The Boston Celtics had measured expectations on the night of the 2013 NBA Draft when their team ended up with the big man out of Gonzaga, Kelly Olynyk. After all, the selection was made in the late lottery of a shallow draft, which basically means that the guy that you’re getting is a developmental project.
However, after Olynyk’s play in the Orlando Summer League when he was one of the most impressive players in the entire tournament, the expectations for Olynyk skyrocketed. People were talking about how this guy could be the answer for their frontcourt for the future. Even after a bit of an underwhelming preseason, that kind of talk still existed.
Now that Olynyk has logged 10 games in his NBA career, though, it’s clear that the initial assessment of him being a developmental project is much more accurate than any other expectations that arose. If you thought how he performed in the preseason was underwhelming, it was just the beginning.

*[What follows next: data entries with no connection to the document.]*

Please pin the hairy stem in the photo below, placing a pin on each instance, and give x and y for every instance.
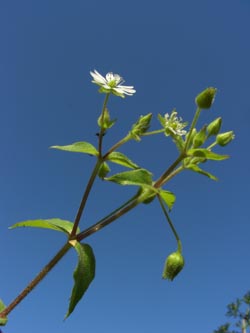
(102, 131)
(85, 197)
(36, 280)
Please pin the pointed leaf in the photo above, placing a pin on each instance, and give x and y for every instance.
(202, 152)
(54, 224)
(83, 274)
(122, 159)
(3, 321)
(195, 168)
(104, 170)
(137, 177)
(79, 147)
(168, 197)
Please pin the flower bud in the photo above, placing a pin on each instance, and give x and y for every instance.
(141, 126)
(214, 127)
(173, 265)
(223, 139)
(206, 98)
(200, 137)
(104, 120)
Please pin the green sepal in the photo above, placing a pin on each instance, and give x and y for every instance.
(79, 147)
(104, 170)
(161, 120)
(3, 321)
(195, 168)
(214, 127)
(139, 177)
(200, 137)
(83, 275)
(140, 127)
(173, 265)
(168, 197)
(149, 194)
(194, 131)
(206, 98)
(119, 158)
(54, 224)
(107, 122)
(205, 153)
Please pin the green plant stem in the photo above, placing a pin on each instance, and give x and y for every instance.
(102, 131)
(130, 204)
(170, 223)
(162, 178)
(117, 145)
(154, 132)
(85, 197)
(36, 280)
(173, 174)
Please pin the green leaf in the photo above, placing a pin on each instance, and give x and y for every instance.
(195, 168)
(79, 147)
(139, 177)
(203, 152)
(168, 197)
(3, 321)
(54, 224)
(122, 159)
(83, 274)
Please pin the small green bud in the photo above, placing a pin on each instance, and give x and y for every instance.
(214, 127)
(223, 139)
(104, 170)
(141, 126)
(200, 137)
(104, 121)
(173, 265)
(206, 98)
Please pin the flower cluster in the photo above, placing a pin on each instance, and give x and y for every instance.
(174, 125)
(112, 83)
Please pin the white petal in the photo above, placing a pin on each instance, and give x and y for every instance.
(109, 77)
(98, 78)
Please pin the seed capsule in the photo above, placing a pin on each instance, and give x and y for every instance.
(173, 265)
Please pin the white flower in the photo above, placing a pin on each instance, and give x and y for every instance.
(173, 125)
(112, 83)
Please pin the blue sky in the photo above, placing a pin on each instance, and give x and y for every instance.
(170, 51)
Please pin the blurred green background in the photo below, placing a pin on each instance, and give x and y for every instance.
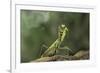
(39, 28)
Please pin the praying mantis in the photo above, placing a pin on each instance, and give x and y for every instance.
(62, 32)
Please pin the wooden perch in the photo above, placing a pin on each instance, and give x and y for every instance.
(81, 55)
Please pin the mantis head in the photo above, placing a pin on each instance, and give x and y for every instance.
(62, 30)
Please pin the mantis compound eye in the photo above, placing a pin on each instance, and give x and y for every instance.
(62, 25)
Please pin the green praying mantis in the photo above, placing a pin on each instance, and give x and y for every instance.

Coming into the Celtics’ game on Friday night against the Portland Trail Blazers, Olynyk was averaging just 8.7 points, six rebounds and 1.9 assists in 23.8 minutes per game while shooting a meager 41 percent from the floor. His two points, two rebounds and one assist on 1-2 shooting in 16 minutes on Friday didn’t do anything to make that line any better.
In the months leading up to the draft, the negatives regarding Olynyk were about his physical limitations. He has a short wingspan and isn’t a great athlete. The savvy is there and he has nice offensive skill, but he struggles offensively against bigger, longer guys that are also quicker than him. Then you get to his defense which is just, more or less, an atrocity.
There’s no reason to believe that Olynyk can’t develop into a serviceable big man in this league. His offensive skill-level and IQ is certainly of NBA-caliber, but he just has to find ways to get more comfortable and work around his physical limitations. In essence, when there was Rookie of the Year talk about Olynyk after Summer League, there should have been talk about whether or not he could improve enough to not be a liability when he’s on the floor as the season goes on.